O an, oracıkta uydurulmuş senaryolarla atışmalarına gülen babalarının yerini, kocaman olmuş kızları alıyor;

 

yıllar tren camlarındaki telgraf direkleri gibi geçiiip gidiyordu…

 

** ** **

 

 

 

Çok yaşlanmıştı.

 

Hatırlı bir servet ile mesleğini bırakmış; orta çağ sarayı gibi evinden hiç çıkmaz olmuş, gün boyu kalın kitaplar okumaktaydı.

 

Bazen tüm gün dört kelime konuşuyor, bakıcı kadınıyla sadece gözleri ya da ağır ağır salladığı başıyla iletişim kuruyordu. Müthiş bir ilaç programı altında, çizgi, çizgi, çizgi olmuş kireç gibi, ama her sabah tıraş edilmiş suratıyla penceresinden bakıyordu.

 

Bazen telefonu çalıyordu.

 

Kimi zaman torunu arıyor:

 

- Dedeciğim; Paris’e gidiyorum, hesabıma para gönder, öptüüm…   diyor;

o da hafif aralanmış dudaklarıyla:

 

- Tabii canım;   ne kadar??   diye soruyordu.

 

Bazen de kızı arıyor; kocasının yine nasıl battığını anlatıp, yine destek çıkmasını istiyordu.
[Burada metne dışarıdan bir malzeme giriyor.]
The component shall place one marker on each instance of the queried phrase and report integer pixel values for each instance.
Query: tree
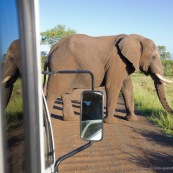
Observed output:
(163, 54)
(55, 34)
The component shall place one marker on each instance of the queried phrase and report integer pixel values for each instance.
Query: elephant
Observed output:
(11, 70)
(111, 59)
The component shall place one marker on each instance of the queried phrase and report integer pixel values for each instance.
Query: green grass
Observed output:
(145, 96)
(147, 102)
(14, 110)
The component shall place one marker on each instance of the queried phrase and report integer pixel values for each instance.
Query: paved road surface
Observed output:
(127, 147)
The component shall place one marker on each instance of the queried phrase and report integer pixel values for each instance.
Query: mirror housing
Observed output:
(91, 119)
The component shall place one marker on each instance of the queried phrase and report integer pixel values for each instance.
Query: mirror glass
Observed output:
(91, 115)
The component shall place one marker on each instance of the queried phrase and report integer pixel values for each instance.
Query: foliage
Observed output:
(55, 34)
(167, 67)
(14, 110)
(148, 103)
(163, 54)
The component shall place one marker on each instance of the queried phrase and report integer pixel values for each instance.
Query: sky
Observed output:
(150, 18)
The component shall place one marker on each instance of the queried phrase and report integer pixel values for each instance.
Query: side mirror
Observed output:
(91, 121)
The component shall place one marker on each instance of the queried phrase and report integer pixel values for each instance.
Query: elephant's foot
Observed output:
(131, 117)
(110, 120)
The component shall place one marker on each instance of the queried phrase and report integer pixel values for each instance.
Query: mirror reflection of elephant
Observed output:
(11, 70)
(111, 59)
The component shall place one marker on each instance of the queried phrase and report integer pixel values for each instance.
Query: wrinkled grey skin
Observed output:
(11, 71)
(112, 59)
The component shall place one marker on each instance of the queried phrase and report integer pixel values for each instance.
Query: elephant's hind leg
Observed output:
(127, 92)
(68, 112)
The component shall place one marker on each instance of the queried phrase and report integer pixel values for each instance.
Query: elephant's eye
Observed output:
(153, 57)
(11, 59)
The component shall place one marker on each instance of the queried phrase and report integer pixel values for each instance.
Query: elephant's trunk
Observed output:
(161, 93)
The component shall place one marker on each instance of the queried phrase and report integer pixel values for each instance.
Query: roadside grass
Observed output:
(145, 97)
(147, 102)
(14, 110)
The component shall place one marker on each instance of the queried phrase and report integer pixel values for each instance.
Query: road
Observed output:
(127, 147)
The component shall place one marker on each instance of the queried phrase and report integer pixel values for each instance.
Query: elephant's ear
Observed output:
(130, 48)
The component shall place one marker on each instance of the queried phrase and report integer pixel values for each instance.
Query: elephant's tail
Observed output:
(45, 69)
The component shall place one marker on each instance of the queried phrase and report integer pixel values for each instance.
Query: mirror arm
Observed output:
(70, 72)
(71, 154)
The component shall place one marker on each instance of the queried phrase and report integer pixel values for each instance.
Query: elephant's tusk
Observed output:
(6, 79)
(163, 79)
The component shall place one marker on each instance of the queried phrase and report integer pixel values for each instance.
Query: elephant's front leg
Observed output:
(112, 97)
(127, 92)
(68, 112)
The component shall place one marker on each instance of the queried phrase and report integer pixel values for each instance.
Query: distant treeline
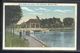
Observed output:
(56, 22)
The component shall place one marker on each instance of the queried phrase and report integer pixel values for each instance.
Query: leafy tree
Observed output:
(68, 22)
(12, 14)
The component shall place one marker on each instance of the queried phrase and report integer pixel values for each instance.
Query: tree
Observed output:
(12, 16)
(68, 22)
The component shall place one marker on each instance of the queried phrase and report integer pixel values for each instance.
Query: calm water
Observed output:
(56, 39)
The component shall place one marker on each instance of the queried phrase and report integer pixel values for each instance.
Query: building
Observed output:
(33, 23)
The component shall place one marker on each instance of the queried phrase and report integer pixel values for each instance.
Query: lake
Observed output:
(56, 39)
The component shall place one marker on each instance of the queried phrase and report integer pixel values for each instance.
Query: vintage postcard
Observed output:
(39, 26)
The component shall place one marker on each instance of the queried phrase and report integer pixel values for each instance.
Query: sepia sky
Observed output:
(30, 12)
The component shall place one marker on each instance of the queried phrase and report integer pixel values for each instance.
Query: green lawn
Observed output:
(15, 41)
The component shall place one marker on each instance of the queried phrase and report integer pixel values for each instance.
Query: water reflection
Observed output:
(56, 39)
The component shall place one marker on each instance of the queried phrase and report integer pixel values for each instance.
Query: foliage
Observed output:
(68, 22)
(12, 14)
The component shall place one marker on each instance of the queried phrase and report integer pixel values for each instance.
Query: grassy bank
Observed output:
(15, 41)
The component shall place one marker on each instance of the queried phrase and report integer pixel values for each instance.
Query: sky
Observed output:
(30, 12)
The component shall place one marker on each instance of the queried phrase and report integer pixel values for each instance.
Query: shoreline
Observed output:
(44, 45)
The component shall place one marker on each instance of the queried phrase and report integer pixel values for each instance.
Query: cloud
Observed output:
(43, 9)
(62, 11)
(27, 9)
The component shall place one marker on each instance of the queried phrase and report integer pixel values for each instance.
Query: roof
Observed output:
(32, 21)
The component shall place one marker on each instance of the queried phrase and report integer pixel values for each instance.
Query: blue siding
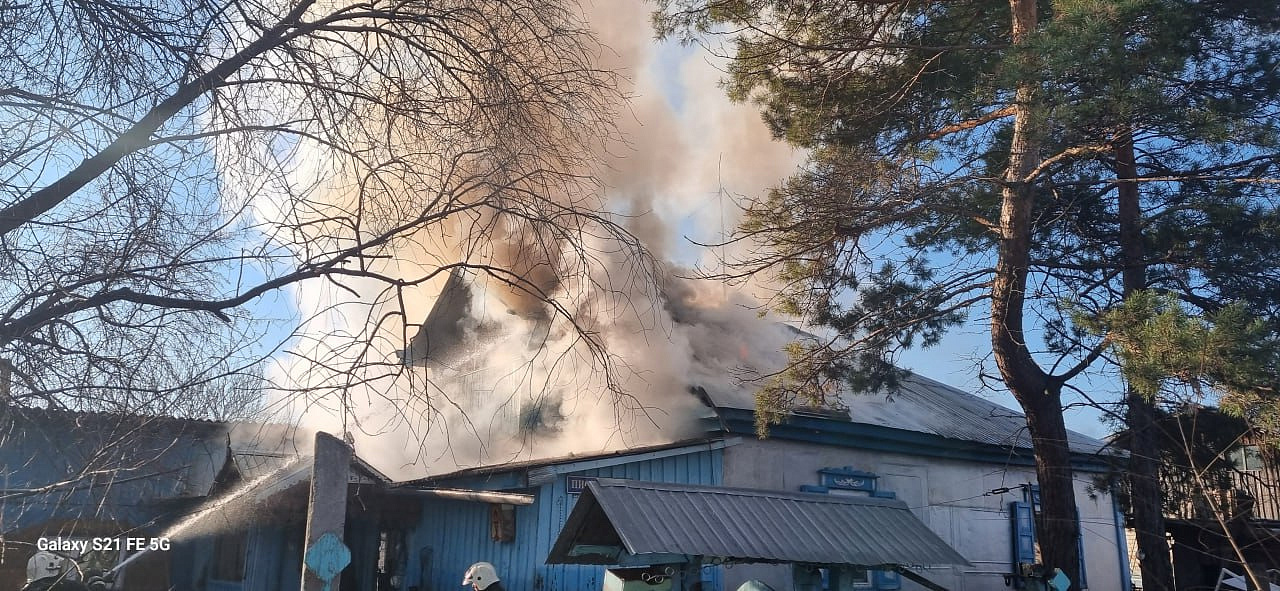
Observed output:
(456, 534)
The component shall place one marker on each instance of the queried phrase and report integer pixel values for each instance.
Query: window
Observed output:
(1247, 458)
(502, 522)
(1025, 545)
(228, 562)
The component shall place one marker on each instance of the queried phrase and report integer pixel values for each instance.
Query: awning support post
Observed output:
(327, 511)
(691, 575)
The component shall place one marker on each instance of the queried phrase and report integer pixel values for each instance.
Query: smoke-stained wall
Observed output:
(452, 535)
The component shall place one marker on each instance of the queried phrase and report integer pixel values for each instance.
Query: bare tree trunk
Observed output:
(1038, 394)
(1146, 496)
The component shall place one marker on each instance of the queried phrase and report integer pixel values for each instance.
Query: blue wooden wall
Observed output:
(452, 535)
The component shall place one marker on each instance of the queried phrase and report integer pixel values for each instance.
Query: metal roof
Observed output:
(926, 406)
(621, 520)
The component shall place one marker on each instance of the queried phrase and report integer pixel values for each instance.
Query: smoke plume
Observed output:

Sanki sonsuza kadar giden çizgi, çizgi, çizgi suratındaki aynı donuk ifadeyle:

 

- Tabii kızım;   ne kadar??   diye soruyordu.

 

O sırada içeri girmiş bakıcı kadın Şaziye'nin afacan oğlundan, nefes nefese çamurda yaptıkları maçta, röveşatayla attığı golü dinlerken yüzü aydınlanıyor  -  Şaziye çocuğunu:

 

-Rahatsız etme amcayı!..   diye kapıp uzaklaştırmaya çalışırken, elleri rop de şambırının cebinde tok bir sesle:

 

- Bırak;   kalsın!…   diyordu.

 

Afacanın gollerini dinlerken gözleri parlıyor, sanki hayali bir topa kafa vurur gibi yerinden kalkıyordu.

 

- Al oğlum,   kendine yeni bir krampon al…   diye afacana yirmi yeni krampon alabileceği parayı uzatıyordu.

 

Gözleri çizgi gibi, altları daha bir torba, torba, torba olmuşken evin öteki ucundan gelen telefon: “yemeğe gelip gelmeyeceğini” soruyor, o da tek kelimelik bir fısıltıyla yanıt veriyordu:

 

- Gelmiyorum!...

 

** ** **

 

Ve telefonu çalıyordu.

 

Ama ekranda herhangi bir numara görünmüyordu.

 

Daha “Alo” diyemeden, karşı taraftan boğuk, son derece derinden gelen, ama nefes nefese küfürler duyuluyordu.

 

Çook uzaklardan gelen ses söverken, sanki asırlar önce kaldığı yerden devam edermiş gibi, o da küfür etmeye başlıyor,

yerinden fırlamış, kıpkırmızı suratıyla odada bir duvardan ötekine hızlı hızlı yürüyor,

elini kolunu hararetle sallaya sallaya:

 

- Seni şöyle yaparım,   seni böyle yaparım!…   diye tehditler savuruyordu.

 

Boynundaki, alnındaki damarlar şişmiş, nabzı yükselmişti. Sol koluna giren ağrıyı, göğsünün üzerinde kamyon durur gibi baskıyı bile fark etmemişti.

 

Şaziye önce donup kalmıştı. Onlarca yıldır onu hiç böyle görmemişti. Önce panikle:

 

- Beyefendi, i-iyi misiniz??...   diye bağırmıştı.

 

Ama oradan oraya küfürler ederek koşuşturan yaşlı adam başkasını duyamazdı.

 

Şaziye hemen evin öteki ucundaki karısına koşarken, o sırada para alacak bohça gibi damat da eve varıyordu.

 

Odaya girdiklerinde beyefendi elindeki telefonu sımsıkı tutmuş sırtüstü yerde yatıyor,

ter içinde, gözleri kapalı, başını sağa, sola döndürerek küfürler ediyordu.

 

Damat türkü söyleyerek rehberde doktorun telefon numarasını ararken, vefakar bakıcı bir yandan koca çınarın kravatını gevşetiyor, bir yandan da elinden bırakmadığı telefonun ekranına bakıyordu.

 

Son arayan numara hanımefendininki görünüyordu;

ekranın camı ise çatlak, sanki taş atılmış gibi duruyordu.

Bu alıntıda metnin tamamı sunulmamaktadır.